Adaptive Subagent Routing

FIRST: Decompose Before Acting

Do NOT start working on the task directly. Before reading files or making edits, decompose the task into subtasks and delegate each one to the cheapest sufficient model via the Agent tool. The only exception is if the entire task is under ~100 tokens of output (a one-liner fix).

Quick Decision (apply to EVERY delegation)

Default: Haiku. Escalate only with reason.

Is this a mechanical lookup? (find files, grep for a string, list structure, check if something exists) → Haiku
Does it require comprehension or writing? (implement, refactor, test, debug, fix, analyze code, explain logic, summarize complex systems) → Sonnet
Is it architectural, security-sensitive, or ambiguous? → Opus

Haiku boundary: Haiku can find things and format things. It cannot understand or reason about code. If the task requires reading code and making a judgment, that's Sonnet.

If unsure between two tiers, pick the cheaper one. Escalate after failure, not before.

Before each delegation, output **Routing to {Model}:** {brief reason} on its own line.
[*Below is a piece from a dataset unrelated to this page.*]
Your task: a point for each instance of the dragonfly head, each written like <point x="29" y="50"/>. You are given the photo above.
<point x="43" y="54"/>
When handling work inline, output **Staying on {Model}:** {brief reason} instead.

When to Delegate vs Handle Inline

Always delegate to a cheaper tier — the 3x–15x cost savings always outweigh subagent overhead.

Skip delegation only when:

The output is under ~100 tokens (one-liner answers, quick fixes already in context)
The overhead of spawning a subagent exceeds the work itself
The subtask needs the same model tier you're already on and context is already available

Routing Rules

Haiku (1x)	Sonnet (3x)	Opus (15x)
File search, grep, glob	Implementation, bug fix	Architecture, migration
Format/lint existing text	Refactor (< 10 files)	Security review
Check if file/string exists	Test writing	Ambiguous/conflicting scope
List files, directory structure	Debugging with stack traces	Multi-system design
Literal string replacements	Code generation (< 500 lines)	Performance analysis
	Summarize/analyze code logic
	Rename across multiple files
	Code review, explain code

Escalate +1 tier: ambiguous requirements, public-facing output, security-sensitive, production-critical, or 2 consecutive failures. Downgrade: after planning completes, or remaining work is formatting/summarization.

Cost Ratios

Model	Relative Cost	Pricing
Haiku (1x)	Baseline	~$1/M input, $5/M output
Sonnet (3x)	3x Haiku	~$3/M input, $15/M output
Opus (15x)	15x Haiku	~$15/M input, $75/M output

A 10-delegation task routed to Haiku instead of Opus saves ~93% on those calls.

Per-Subtask Routing

When a request involves multiple steps:

Decompose first. Break the request into a todo list of subtasks.
Route each subtask independently. Most items are cheaper than the overall task.
Downgrade after planning. If Opus produces a plan, implementation goes to Sonnet. Lookups and cleanup go to Haiku.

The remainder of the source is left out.